怒りやすい人は病気になりやすい? 思いに任せた「怒り」は百害あって一利なし
「怒り」の感情をプラスに好転させる方法を身につけよう
山口佐知子=ライター
「怒り」はとても身近で「やっかいな」感情
「『怒り』という感情は、とても身近な感情ですが、扱いがとてもやっかいです。『喜怒哀楽』という感情のうち、扱い方を誤ると最も害のある感情が『怒り』です」
日本アンガーマネジメント協会代表理事の安藤俊介さんはこう説明する。アンガーマネジメントとは「怒りの感情と上手に付き合うためのトレーニング」のこと。怒りというネガティブな感情をうまくコントロールして、感情を癒したりポジティブな方向に持っていけるようにするための手法だ。1970年代にアメリカで開発された手法で、最近では企業で社員教育などに導入されるケースが増えている。

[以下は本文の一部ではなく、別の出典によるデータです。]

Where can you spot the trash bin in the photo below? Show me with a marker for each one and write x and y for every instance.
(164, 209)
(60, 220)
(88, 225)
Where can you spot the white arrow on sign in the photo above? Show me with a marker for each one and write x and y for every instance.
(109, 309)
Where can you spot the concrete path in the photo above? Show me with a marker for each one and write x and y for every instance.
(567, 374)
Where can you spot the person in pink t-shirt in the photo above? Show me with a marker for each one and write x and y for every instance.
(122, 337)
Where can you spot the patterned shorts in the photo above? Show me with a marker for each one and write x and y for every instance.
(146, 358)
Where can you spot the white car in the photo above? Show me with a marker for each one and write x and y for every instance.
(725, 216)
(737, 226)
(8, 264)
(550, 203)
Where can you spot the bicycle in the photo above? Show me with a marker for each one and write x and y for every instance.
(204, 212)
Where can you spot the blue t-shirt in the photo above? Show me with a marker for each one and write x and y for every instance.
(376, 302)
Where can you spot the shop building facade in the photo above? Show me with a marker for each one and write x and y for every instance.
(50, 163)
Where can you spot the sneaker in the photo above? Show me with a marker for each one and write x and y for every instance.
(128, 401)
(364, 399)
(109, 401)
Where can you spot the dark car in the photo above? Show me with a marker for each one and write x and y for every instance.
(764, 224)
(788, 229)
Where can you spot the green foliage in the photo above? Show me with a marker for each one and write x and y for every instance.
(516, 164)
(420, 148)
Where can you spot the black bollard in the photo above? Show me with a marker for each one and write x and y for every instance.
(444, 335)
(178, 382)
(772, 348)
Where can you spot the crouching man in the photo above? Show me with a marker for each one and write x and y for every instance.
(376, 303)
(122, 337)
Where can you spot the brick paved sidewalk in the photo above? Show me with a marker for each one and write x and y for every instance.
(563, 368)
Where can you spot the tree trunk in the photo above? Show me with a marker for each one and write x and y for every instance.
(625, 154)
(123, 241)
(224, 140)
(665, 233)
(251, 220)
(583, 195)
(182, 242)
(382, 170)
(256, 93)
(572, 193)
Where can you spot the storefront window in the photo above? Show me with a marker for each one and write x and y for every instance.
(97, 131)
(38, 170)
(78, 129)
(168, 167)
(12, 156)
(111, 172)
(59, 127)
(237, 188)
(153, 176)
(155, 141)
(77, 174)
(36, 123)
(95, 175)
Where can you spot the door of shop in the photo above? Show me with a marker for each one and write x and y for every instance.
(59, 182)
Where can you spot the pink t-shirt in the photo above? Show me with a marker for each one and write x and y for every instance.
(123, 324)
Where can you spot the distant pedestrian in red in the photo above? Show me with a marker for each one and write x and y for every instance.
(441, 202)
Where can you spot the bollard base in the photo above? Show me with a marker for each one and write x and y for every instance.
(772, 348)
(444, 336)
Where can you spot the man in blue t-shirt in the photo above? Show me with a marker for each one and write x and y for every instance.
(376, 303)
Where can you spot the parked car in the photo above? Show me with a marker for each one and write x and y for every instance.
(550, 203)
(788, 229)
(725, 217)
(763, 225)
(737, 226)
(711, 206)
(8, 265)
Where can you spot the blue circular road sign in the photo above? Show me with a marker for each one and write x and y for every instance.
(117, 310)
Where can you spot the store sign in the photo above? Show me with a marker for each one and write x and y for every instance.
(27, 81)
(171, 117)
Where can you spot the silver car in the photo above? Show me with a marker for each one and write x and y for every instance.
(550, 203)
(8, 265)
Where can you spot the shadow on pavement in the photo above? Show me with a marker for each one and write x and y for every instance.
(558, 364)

「『悲しみ』や「『怒り』はマイナスの感情で自分自身を苦しめますが、「『怒り』は『悲しみ』と違って、他人を巻き込む『攻撃性』があります。相手を怒鳴ったり、子どもに当たったりするといった、他人を攻撃する行動に出やすいのです。駅員などへの暴力が問題になっているように、場合によっては犯罪に到るケースもあります。それなのに、多くの人は自分の怒りについてよく分かっていません。「『怒り』の感情をコントロールせず、人とぶつかったりしていては、仕事にも支障がでます」
「重要なのは、怒らないことではありません。私自身もそうですが、ささいなことでつい怒りを感じてしまいます。怒りは感じてもいいのです。『怒らなくてもいいことは怒らない』『怒る場合も表現方法や場所を選ぶ』といった怒りのマネジメントが必要なのです。最近では、怒りっぽい人は脳卒中などのリスクが高くなるといった研究結果(次ページ参照)も出ていますから、健康面でも怒りのコントロールは大切といえるでしょう」(安藤さん)
現代人が怒りやすくなっている背景とは?
多くの人は、できれば「怒りたくない」と思っていると思う。しかし、前ページで触れたように、現代社会はストレスの種がいっぱいある。ささいなことから「怒り」が発生しやすい環境にあるのだ。安藤さんも、「現代社会は、イライラしやすい環境にあるのは確かでしょう。そうなっている要因には大きく3つあります」と話す。
「忙しさ」が増している
現代人が「忙しくなっている」ことが、怒りが発生しやすい要因となっている。少子高齢化で人材難の今の時代、職場では少ない人数で多くの仕事をこなす生産性が求められている。「人は減っているのに、仕事は減るどころか増えている」などという職場も珍しくないのではないだろうか。そして、「仕事」だけでなく、子育てや介護もこなさなければならない、となると休まる暇がない。こうした背景による「忙しさ」は、怒りを生みやすい。
利便性の進化
「便利さが進んでいくと、人はイライラしやすくなります。便利だからこそイライラするのです」(安藤さん)。確かに、現代社会は、スマホに代表されるように、さまざまな分野で便利な世の中になり、「効率よくできて当たり前」の時代になった。そんな環境だからこそ、当たり前にできることが、なんらかの事情によりできなくなると「なぜ、そんなこともできないのか」と怒りを感じるようになる。
今ほど便利ではなかった時代と比べてみると理解しやすい。「もしも、待ち合わせをするとき、携帯電話を使えなかったら?」「もしも、銀行の営業時間外にお金の入出金をしたいとき、コンビニエンスストアにATM機能がなかったら?」というように、むしろ便利になった後のほうが、それらがないと不都合を痛感してイライラしやすくなるわけだ。
価値観の多様化
「自分が信じていることを裏切られたとき、私達は怒りを感じます。『こうあるべき』と信じてきた価値観が覆されると、それを受け入れることができずに、怒りを感じてしまうのです。現代社会の価値観の多様化も怒りを生みやすい背景の一つです」(安藤さん)
例えば、ビジネスパーソンの場合、ひと昔前までは、「会社の飲み会は、特別な用事がない限り出席するもの」「上司がいるうちは帰るべきではない」「一度、就職したら、定年まで同じ会社で勤め上げるもの」といった一律の価値観を多くの人が共有していた。
ところが、最近は個人的な価値観を主張する自由さがあり、昔のスタンダードを押しつけられる機会も少なくなった。時代の変化にともない価値観が多様化していくことは悪いことではないが、それらに対応できない人ほどイライラがつのり、小さなことでも「怒り」として爆発しやすくなる傾向がある。